The current aims of chemotherapy in metastatic testicular cancer are to reduce treatment-related toxicity in patients with "good-prognosis" metastatic disease without compromising the efficacy and to improve treatment results in "poor-prognosis" patients according to the IGCCCG classification by the use of more dose-intensive regimens. Three cycles of PEB chemotherapy, consisting of cisplatin, etoposide, and bleomycin, remain the standard treatment for good-prognosis patients despite a number of randomized studies trying to avoid the toxicity of bleomycin or to abandon cisplatin-associated side effects by substitution with the less toxic analogue carboplatin.

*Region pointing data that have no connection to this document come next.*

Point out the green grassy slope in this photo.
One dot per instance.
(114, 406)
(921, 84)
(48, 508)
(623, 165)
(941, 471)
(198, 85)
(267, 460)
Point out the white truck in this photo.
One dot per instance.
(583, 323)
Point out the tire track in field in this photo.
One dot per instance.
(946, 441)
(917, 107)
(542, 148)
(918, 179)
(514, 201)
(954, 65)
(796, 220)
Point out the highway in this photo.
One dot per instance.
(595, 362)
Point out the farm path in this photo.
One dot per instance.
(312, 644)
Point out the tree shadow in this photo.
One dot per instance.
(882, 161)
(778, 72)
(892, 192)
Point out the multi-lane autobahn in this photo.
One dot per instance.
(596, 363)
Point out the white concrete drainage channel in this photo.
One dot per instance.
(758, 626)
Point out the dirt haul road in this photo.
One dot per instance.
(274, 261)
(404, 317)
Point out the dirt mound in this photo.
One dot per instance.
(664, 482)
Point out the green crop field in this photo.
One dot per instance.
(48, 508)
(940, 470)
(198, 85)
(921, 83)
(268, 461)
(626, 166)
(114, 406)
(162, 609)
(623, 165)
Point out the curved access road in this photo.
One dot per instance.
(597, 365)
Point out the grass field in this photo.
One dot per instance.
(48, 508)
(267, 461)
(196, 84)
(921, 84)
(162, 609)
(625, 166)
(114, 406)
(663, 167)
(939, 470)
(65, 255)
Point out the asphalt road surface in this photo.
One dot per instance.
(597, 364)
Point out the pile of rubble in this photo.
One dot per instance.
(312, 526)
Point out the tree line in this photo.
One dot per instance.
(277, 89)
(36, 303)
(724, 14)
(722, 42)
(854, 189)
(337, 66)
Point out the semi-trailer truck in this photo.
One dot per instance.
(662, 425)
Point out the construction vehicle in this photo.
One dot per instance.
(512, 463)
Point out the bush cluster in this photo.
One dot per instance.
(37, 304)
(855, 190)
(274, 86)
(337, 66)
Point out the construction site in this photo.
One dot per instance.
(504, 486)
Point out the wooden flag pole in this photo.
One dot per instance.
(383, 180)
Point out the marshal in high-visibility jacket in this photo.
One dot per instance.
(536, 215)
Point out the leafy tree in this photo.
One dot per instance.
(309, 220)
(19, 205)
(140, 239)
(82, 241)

In patients with intermediate- and poor-prognosis criteria, four cycles of PEB given at 3-weekly intervals are considered routine treatment. The role of high-dose chemotherapy with peripheral blood stem-cell (PBSC) transplantation (HDCT) is currently being investigated for patients who initially present with poor-prognosis metastatic disease and for patients with relapse after previous chemotherapy. Favorable results with long-term survival rates of approximately 75% have been achieved with up-front sequential HDCT in a phase I-II trial of the German Testicular Cancer Study Group (GTCSG) in such patients. A randomized phase III trial comparing conventional dose chemotherapy (4x PEB) with HDCT (2x PEB + 2x HD-CEC) was initiated as a United States intergroup trial in 1996. In patients with relapsed disease, conventional salvage chemotherapy results in only an approximately 20% long-term survival rate. Particularly, primary mediastinal disease and chemotherapy refractoriness represent variables associated with a very poor outcome. HDCT is also employed in relapsed patients to improve the long-term outcome. Long-term toxicity of treatment has become an important issue due to the large group of patients with metastatic disease now being cured with modern treatment strategies. The cumulative dose of cisplatin applied has been identified as a major risk factor for the development of many types of late toxicity. Despite the major advances made in the last 20 years, evaluation of the role of HDCT in both first-line and salvage treatment, investigation of new cytotoxic agents in refractory patients, and assessment of the long-term toxicities are major tasks that remain to be addressed in controlled clinical trials.